From f19cf206baae585aa0b65f370caf1d19a72efdf9 Mon Sep 17 00:00:00 2001
From: mertalev <101130780+mertalev@users.noreply.github.com>
Date: Wed, 5 Mar 2025 09:36:27 -0500
Subject: [PATCH] disable algo caching

---
 .../0001-fix-rocm-conv-thread-safety.patch    | 150 ---------------
 machine-learning/Dockerfile                   |  13 +-
 machine-learning/rocm-PR19567.patch           | 176 ++++++++++++++++++
 3 files changed, 181 insertions(+), 158 deletions(-)
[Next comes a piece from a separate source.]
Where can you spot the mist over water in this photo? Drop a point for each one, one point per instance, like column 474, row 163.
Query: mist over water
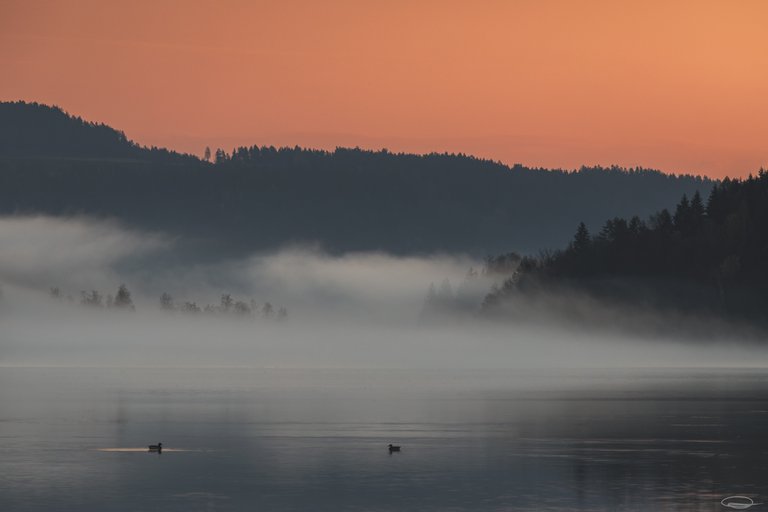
column 355, row 310
column 296, row 413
 delete mode 100644 machine-learning/0001-fix-rocm-conv-thread-safety.patch
 create mode 100644 machine-learning/rocm-PR19567.patch
diff --git a/machine-learning/0001-fix-rocm-conv-thread-safety.patch b/machine-learning/0001-fix-rocm-conv-thread-safety.patch
deleted file mode 100644
index bd0e759f69..0000000000
--- a/machine-learning/0001-fix-rocm-conv-thread-safety.patch
+++ /dev/null
@@ -1,150 +0,0 @@
-From 350e3237eadb738a0d96295a62f2eed96653c315 Mon Sep 17 00:00:00 2001
-From: mertalev <101130780+mertalev@users.noreply.github.com>
-Date: Fri, 20 Dec 2024 00:59:21 -0500
-Subject: [PATCH 1/1] fix: avoid race condition for rocm conv algo caching
-
----
- onnxruntime/core/providers/rocm/nn/conv.cc         |  8 ++++----
- onnxruntime/core/providers/rocm/nn/conv.h          | 14 ++++++++++++--
- .../core/providers/rocm/nn/conv_transpose.cc       |  8 ++++----
- 3 files changed, 20 insertions(+), 10 deletions(-)
-
-diff --git a/onnxruntime/core/providers/rocm/nn/conv.cc b/onnxruntime/core/providers/rocm/nn/conv.cc
-index d7f47d07a8..98b6b69212 100644
---- a/onnxruntime/core/providers/rocm/nn/conv.cc
-+++ b/onnxruntime/core/providers/rocm/nn/conv.cc
-@@ -127,7 +127,6 @@ Status Conv<T, NHWC>::UpdateState(OpKernelContext* context, bool bias_expected)
- 
-     if (w_dims_changed) {
-       s_.last_w_dims = gsl::make_span(w_dims);
--      s_.cached_benchmark_fwd_results.clear();
-     }
- 
-     ORT_RETURN_IF_ERROR(conv_attrs_.ValidateInputShape(X->Shape(), W->Shape(), channels_last, channels_last));
-@@ -278,7 +277,8 @@ Status Conv<T, NHWC>::UpdateState(OpKernelContext* context, bool bias_expected)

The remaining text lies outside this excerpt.